So she felt like she 'wasn't supposed' to do that 'complete immersion' think
that you (and I!) like so much.

------
chris_st
I think this shows, to me, why I like Michael Dirda's book reviews for the
Washington Post so much.

He understands the criticism ("mind" part, I guess) of literature, and can
help me understand that side of things.

But he _loves_ a good book, and can really communicate that "full body" sense
of how wonderful reading can be, when you really lose yourself in a good book.

Gee, maybe I should tell him that I appreciate his work :-)

------
mcguire
In _The Bestseller Code_ , Archer and Jockers touch on this to explain why
literary criticism is out of touch with popular reading. They mention _Uses of
Literature_ by Rita Felski as as a "manifesto" of sorts about how criticism
could take it more seriously.

I haven't completed it, but the sample from Amazon looks promising.

------
xherberta
Some take-aways and wonderings:

Margery Kempe (circa 1550) was long dismissed/diagnosed with various mental
illnesses. Nowadays, (with maybe more seeking than ever for psychidelic
experiences) it seems she had something interesting to say.

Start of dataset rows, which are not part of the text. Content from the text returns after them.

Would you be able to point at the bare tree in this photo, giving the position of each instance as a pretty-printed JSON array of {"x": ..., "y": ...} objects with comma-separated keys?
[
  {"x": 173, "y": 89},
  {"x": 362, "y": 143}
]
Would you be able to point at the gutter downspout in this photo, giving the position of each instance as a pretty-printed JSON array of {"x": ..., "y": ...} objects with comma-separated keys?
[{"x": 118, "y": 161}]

If you like to read and are heading to grad school, be careful not to lose the
joy.

Probably people of all descriptions could enjoy a shift away from how hetero
romances dominate mainstream storytelling.

On the plus side, it sounds like there's starting to be more of a place at the
serious/critical table for people interested in exploring the bodily delights
of reading.

How would it upend "religion" if more people went to the bible and other
"serious" texts looking more for visceral, bodily feeling rather than
doctrine/dry facts?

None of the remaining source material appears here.